The notable exception is Scrooge, who, as we all know, changes dramatically by the end. No coincidence, I wager, that A Christmas Carol is Dickens' best-known and best-loved work. (Plus, the 3-ghosts trick is a pretty cool plot device.) Others in the story are exactly the same from start to finish, though that's okay for supporting characters.

But elsewhere...egh. I sat through a dozen performances of Oliver!, in the light booth a few years ago for community theater, so I can safely say I know that story in and out. Oliver Twist, as the protagonist, doesn't really change. His circumstances change, but at the beginning he's a good-hearted, suffering, brave orphan boy, and the end he's still a good-hearted brave orphan boy, but with less suffering since now he has an adopted family. He basically wanders around the story getting batted from one set of adult caretakers to another, without changing as a person. Fagin doesn't change, of course, either. Neither does Dodger. They're interesting as portraits, but they don't quite seem three-dimensional. Nancy almost changes, but dies before she gets too far.

OK, but Oliver is young, and the story only covers a small portion of his childhood. Maybe something bigger? Well, same problem in Great Expectations, which I slogged my way through a couple years back after Amazon kept insisting to me that I'd love it. Pip starts out as a good-hearted, suffering, brave orphan boy (hmm, deja vu), gets his hopes raised, gets his hopes dashed, gets his hopes raised again, gets his hopes dashed again, and ends up a good-hearted, suffering, brave adult. Throughout, he is likeable but frustrating: he keeps waiting for life to change for him; for his "great expectations" to finally kick in and for things to magically improve on their own. Nothing he does makes any difference, and he ends up older, a little wiser, and ultimately not different enough to keep me from closing the book in disgust and vowing to stop reading Dickens.

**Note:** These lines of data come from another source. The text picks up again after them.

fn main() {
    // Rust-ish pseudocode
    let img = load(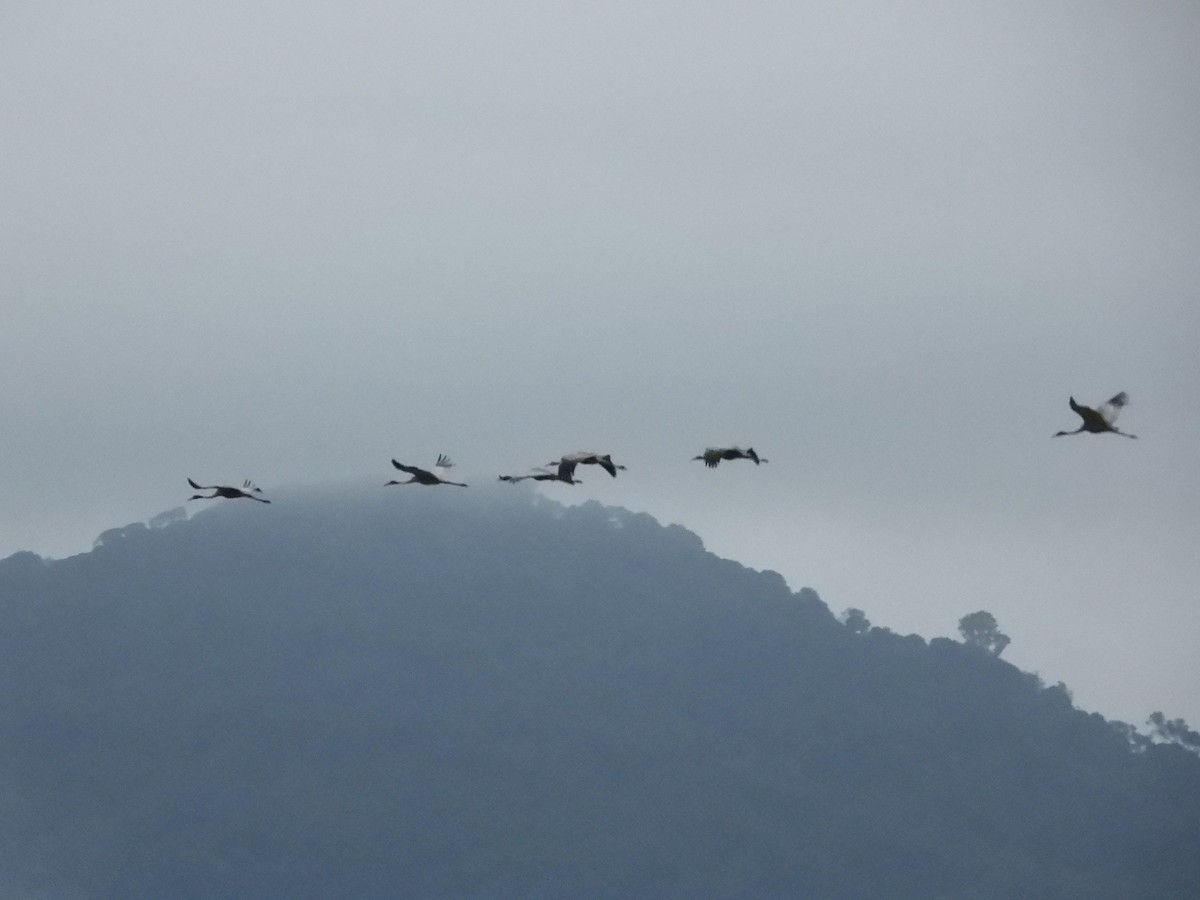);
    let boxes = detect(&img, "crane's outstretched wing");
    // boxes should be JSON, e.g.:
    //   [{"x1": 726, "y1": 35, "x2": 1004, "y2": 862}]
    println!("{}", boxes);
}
[
  {"x1": 1096, "y1": 391, "x2": 1129, "y2": 425},
  {"x1": 391, "y1": 460, "x2": 433, "y2": 475}
]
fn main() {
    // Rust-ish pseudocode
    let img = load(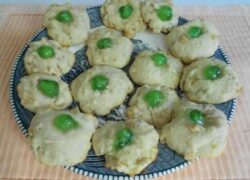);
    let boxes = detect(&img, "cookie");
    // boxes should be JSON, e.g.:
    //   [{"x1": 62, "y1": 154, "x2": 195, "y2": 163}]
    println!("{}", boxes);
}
[
  {"x1": 129, "y1": 50, "x2": 183, "y2": 89},
  {"x1": 126, "y1": 86, "x2": 179, "y2": 129},
  {"x1": 87, "y1": 28, "x2": 133, "y2": 68},
  {"x1": 71, "y1": 66, "x2": 134, "y2": 115},
  {"x1": 160, "y1": 102, "x2": 228, "y2": 160},
  {"x1": 29, "y1": 110, "x2": 98, "y2": 166},
  {"x1": 24, "y1": 38, "x2": 75, "y2": 76},
  {"x1": 141, "y1": 0, "x2": 178, "y2": 33},
  {"x1": 180, "y1": 58, "x2": 242, "y2": 104},
  {"x1": 92, "y1": 120, "x2": 159, "y2": 176},
  {"x1": 43, "y1": 3, "x2": 90, "y2": 47},
  {"x1": 166, "y1": 19, "x2": 219, "y2": 64},
  {"x1": 100, "y1": 0, "x2": 146, "y2": 38},
  {"x1": 17, "y1": 74, "x2": 72, "y2": 112}
]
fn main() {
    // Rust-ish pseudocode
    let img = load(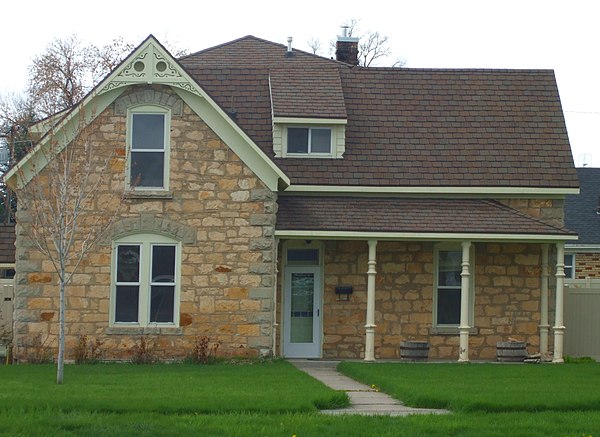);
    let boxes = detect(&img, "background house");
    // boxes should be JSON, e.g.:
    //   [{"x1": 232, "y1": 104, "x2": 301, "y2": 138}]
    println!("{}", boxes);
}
[
  {"x1": 3, "y1": 36, "x2": 578, "y2": 362},
  {"x1": 565, "y1": 167, "x2": 600, "y2": 360}
]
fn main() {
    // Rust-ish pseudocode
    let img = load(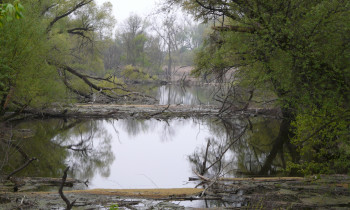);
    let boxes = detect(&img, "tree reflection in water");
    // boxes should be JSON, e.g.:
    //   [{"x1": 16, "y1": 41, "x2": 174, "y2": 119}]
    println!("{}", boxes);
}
[
  {"x1": 189, "y1": 117, "x2": 295, "y2": 178},
  {"x1": 0, "y1": 119, "x2": 114, "y2": 179}
]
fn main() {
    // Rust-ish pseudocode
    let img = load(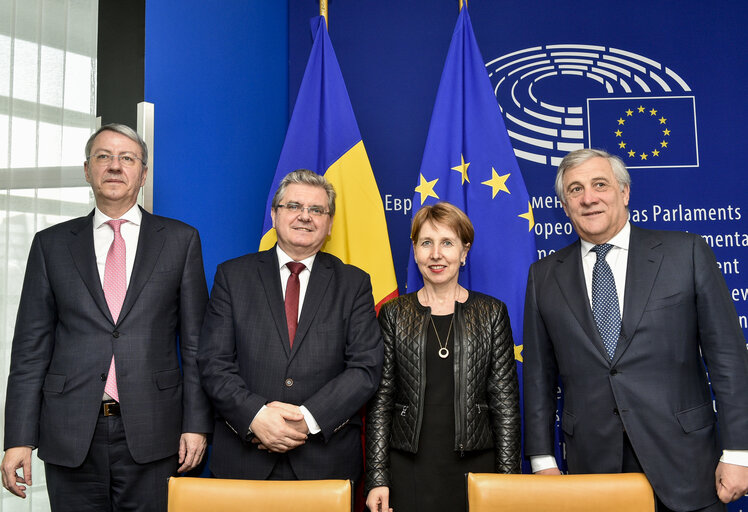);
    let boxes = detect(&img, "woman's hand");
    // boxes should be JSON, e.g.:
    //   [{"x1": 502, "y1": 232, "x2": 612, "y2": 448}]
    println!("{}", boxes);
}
[{"x1": 366, "y1": 485, "x2": 393, "y2": 512}]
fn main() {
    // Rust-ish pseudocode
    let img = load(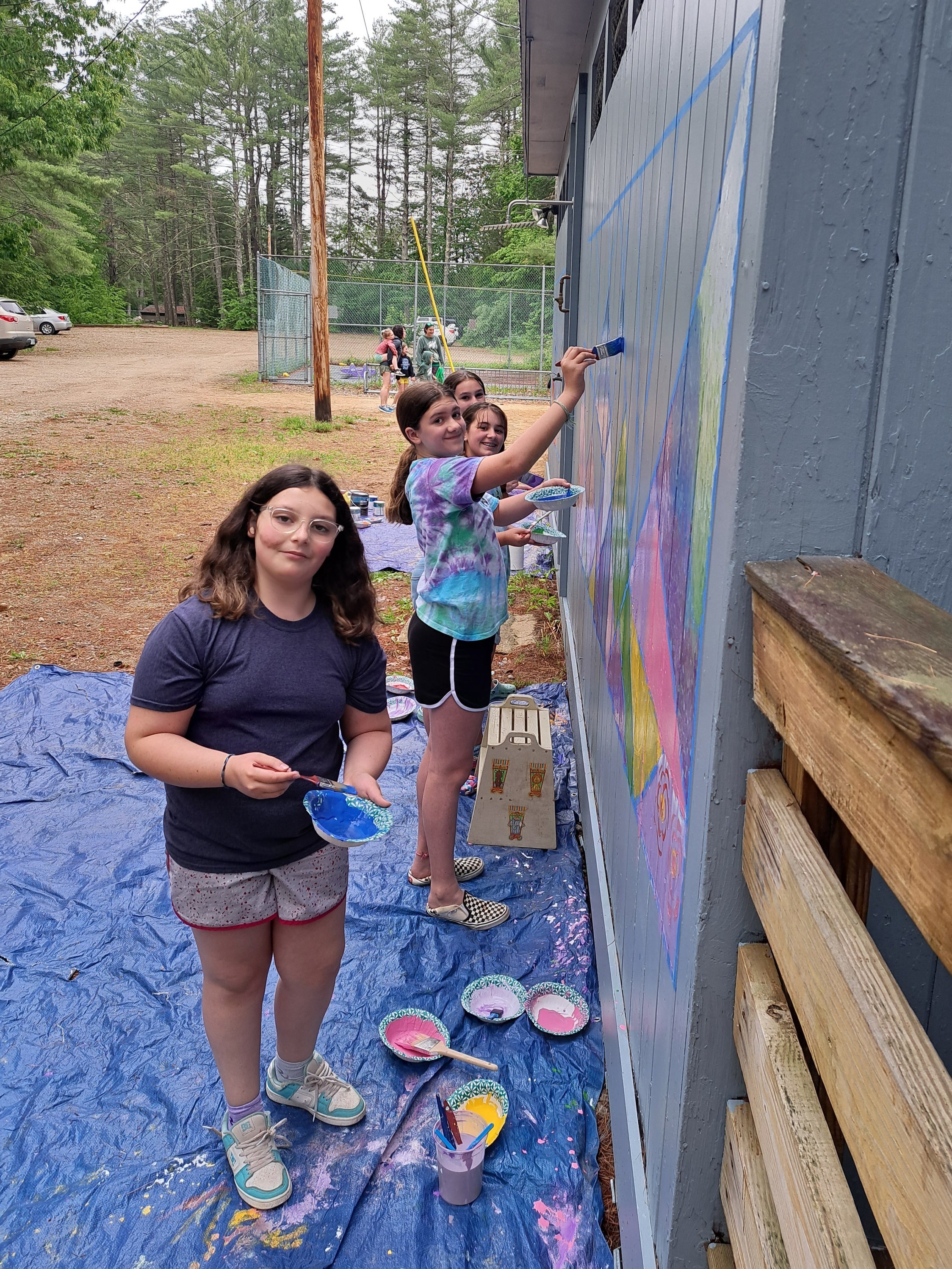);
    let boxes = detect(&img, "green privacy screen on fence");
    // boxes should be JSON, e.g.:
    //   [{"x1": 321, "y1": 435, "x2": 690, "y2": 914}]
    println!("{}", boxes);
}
[{"x1": 257, "y1": 256, "x2": 552, "y2": 397}]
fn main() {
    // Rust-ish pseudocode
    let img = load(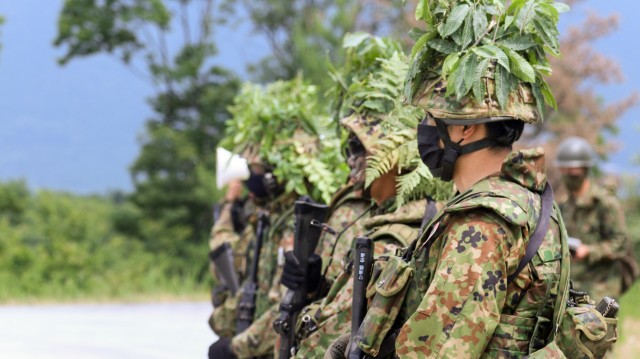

Now, Miss Havisham, in the same book, makes a very memorable figure out of her habit of not changing. She takes it to such extremes that it's actually interesting. But you can't have all the characters fail to change, and just stand there helplessly while circumstances morph around them. At least, I wouldn't think you could, but Dickens' huge popularity seems to suggest I'm wrong. Maybe if I read Bleak House or something I'd change my mind on this whole thing. You tell me.

Aw, but Molly (you may be saying), back in the early 1800s in England, people's financial circumstances really were out of their control for the most part, and really did dictate their quality of life. You came into money, or you didn't, and your whole lifestyle hung upon the point.

Okay, true. I know that. But one can read other books from that era (or set in that era) and get the same dilemma, while meeting characters who actually do change from start to finish. Take Pride and Prejudice: the Darcy/Elizabeth love story is such a delight because it involves such internal struggle and revision of prejudices for both of them. They go from "You? Why would I want to dance with you?" to "Okay, I've thought it over, and despite your awful family and all the other social difficulties, I've decided I can't live without you; and you know what? Screw the rest of the world." Same case in Jane Eyre, with even bigger social difficulties. Les Miserables is chock-full of characters who undergo tremendous shifts in their world-view. It leads some of them to suicide, some to repentance, some to tragically noble ends, and a select few to redemption, but man, you stand still in Les Mis and wait for your expectations to improve, and you're either going to starve to death or get a cannonball in your chest.

I apologize to stalwart Dickens fans. This is, of course, just one reader's opinion. But I've long tried to place why I groan when I imagine tackling another Dickens novel, but fervently wish someone would uncover a lost Bronte novel; and I think I've come close to the explanation here.

All the same, tip of the hat to Dickens, who managed to write a zillion novels while supporting some dozen children, and who brought the country's attention to the atrocities of child labor and poverty, and is still a household name almost two centuries later. May we all fare half as well in our final curriculum vitae.